Kenan Bey: “Risale-i Nur okurken düz okuyorum. Onu daha iyi anlayarak nasıl okuyabilirim? En baştan ne yapmam lâzım?”
Risale-i Nur okumak
Risale-i Nur okumak üniversitede okumak gibidir. Bu üniversitenin hocası, profesörü yine kendisidir.
Talebelik süresi ömür boyudur!
Sertifika tarihi ölümdür.
Bu üniversiteden mezun olmuyorsunuz; hayat boyu talebelikle beraber stajyerliğe devam ediyorsunuz.

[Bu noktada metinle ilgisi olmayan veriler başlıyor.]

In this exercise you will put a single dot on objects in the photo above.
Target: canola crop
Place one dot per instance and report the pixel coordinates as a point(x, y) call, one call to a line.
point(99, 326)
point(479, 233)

Görev yeri dünya, berzah ve ahirettir.
Önünüze çok çetin ve çok çetrefilli imtihan soruları gelir. Bu alanda uzman olmak zordur. Böyle bir iddianız da olmaz. Ama onu okudukça doyulmaz bilgi ve hikmet kazanırsınız. Kazandığınız bilge kişilikle nefsinizin ve insanların rehberi olursunuz. Bediüzzaman bu meselede haklı olarak şöyle diyor: “Bu risaleleri bir sene okuyan bu zamanın mühim bir âlimi olabilir.”1
Risale-i Nur’u anlamak için
Risale-i Nur’un derslerini anlamak için gereken ekipmanlar: Sözlükten önce ihlâs ve sebat, aşk ve şevk, vefa ve sadâkattir!
Başlangıçta sözlük gerekmiyor. Aslında sonradan da sözlük gerekmiyor. O sizin sebatınızı ve samimiyetinizi görüp, kendisini size açıyor.
Sebat ve samimiyet görmediğinde ise kapılarını kilitliyor. Bu defa bin sözlük de bulsanız nafile! Onu anlayamazsınız! Onu yarı yolda bırakmayın; o sizi yarı yolda bırakmaz. Ona “anlamıyorum” demeyin. Ona vefasızlık yapmayın. O kendisini size açar, ama önce bir bedel ister! Onun bedeli sebattır, samimiyettir, vefadır, sadâkattir, ondan vazgeçmemektir.
Ortalıkta, “anlaşılmaz” diye çok silik sözler dolaşıyor. Bunlara aldırmayın sakın!